エンジニア向けの3か月間のオンボーディングプログラムの中で次の施策を実施しています。
- 自分自身が目指したい姿を表明する「やっていきシート」の作成
- CTOやメンターとの1on1
- スケジュールランチ
- Slack上の何でも聞けるチャンネルの設置 等
事例4. 株式会社キャスター
全社員がフルリモートワークで働く株式会社キャスターでは、コロナ前からリモートでのオンボーディングを実施しています。
- 入社初日の全体研修
- 2日目の事業部研修
- 3日目以降にチーム配属でのOJT
- Googleフォームを用いた理解度チェックの小テスト 等
オンラインでも新入社員に大切なポイントが伝わっているか、確かめるための小テストを用いている点がポイントです。
まとめ
多くの企業がリモートワークを導入し、新型コロナウイルスの流行下では、採用や新入社員向けオンボーディングを変更・中止する企業が相次ぎました。
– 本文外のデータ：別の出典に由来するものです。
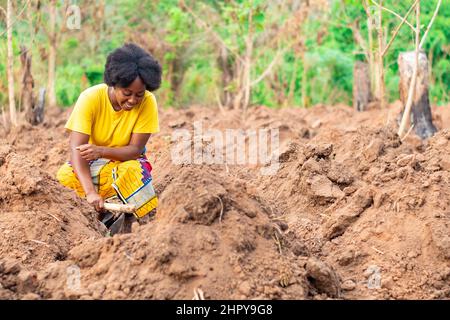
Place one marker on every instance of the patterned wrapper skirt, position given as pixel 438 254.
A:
pixel 131 181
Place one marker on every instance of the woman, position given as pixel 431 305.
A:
pixel 109 128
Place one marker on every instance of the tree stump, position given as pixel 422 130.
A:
pixel 361 86
pixel 420 110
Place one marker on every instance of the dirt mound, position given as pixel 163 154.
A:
pixel 352 212
pixel 40 220
pixel 363 201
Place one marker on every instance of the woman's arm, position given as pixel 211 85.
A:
pixel 130 152
pixel 82 170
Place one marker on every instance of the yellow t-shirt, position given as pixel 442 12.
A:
pixel 94 115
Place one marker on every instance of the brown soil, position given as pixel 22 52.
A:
pixel 350 201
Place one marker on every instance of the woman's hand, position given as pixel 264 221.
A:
pixel 95 200
pixel 90 152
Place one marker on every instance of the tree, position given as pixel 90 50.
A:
pixel 10 64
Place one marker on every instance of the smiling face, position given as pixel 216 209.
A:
pixel 131 96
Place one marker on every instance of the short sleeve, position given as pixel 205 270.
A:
pixel 81 118
pixel 147 121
オンボーディングの中でも、オフィスに出社してもらうことで共有できていた「社風・雰囲気・社員の人となり」を伝えるのが難しくなっています。
オンラインで行うオンボーディング施策に、コミュニケーションを活性化するためのゲームを用いたり、オンラインでのチームビルディングに特化した専用のツール・サービスを利用するのも良いでしょう。
また、対面よりも新入社員との接触頻度を上げることや雑談を意識しながら、新たなオンボーディング施策を設計していってください。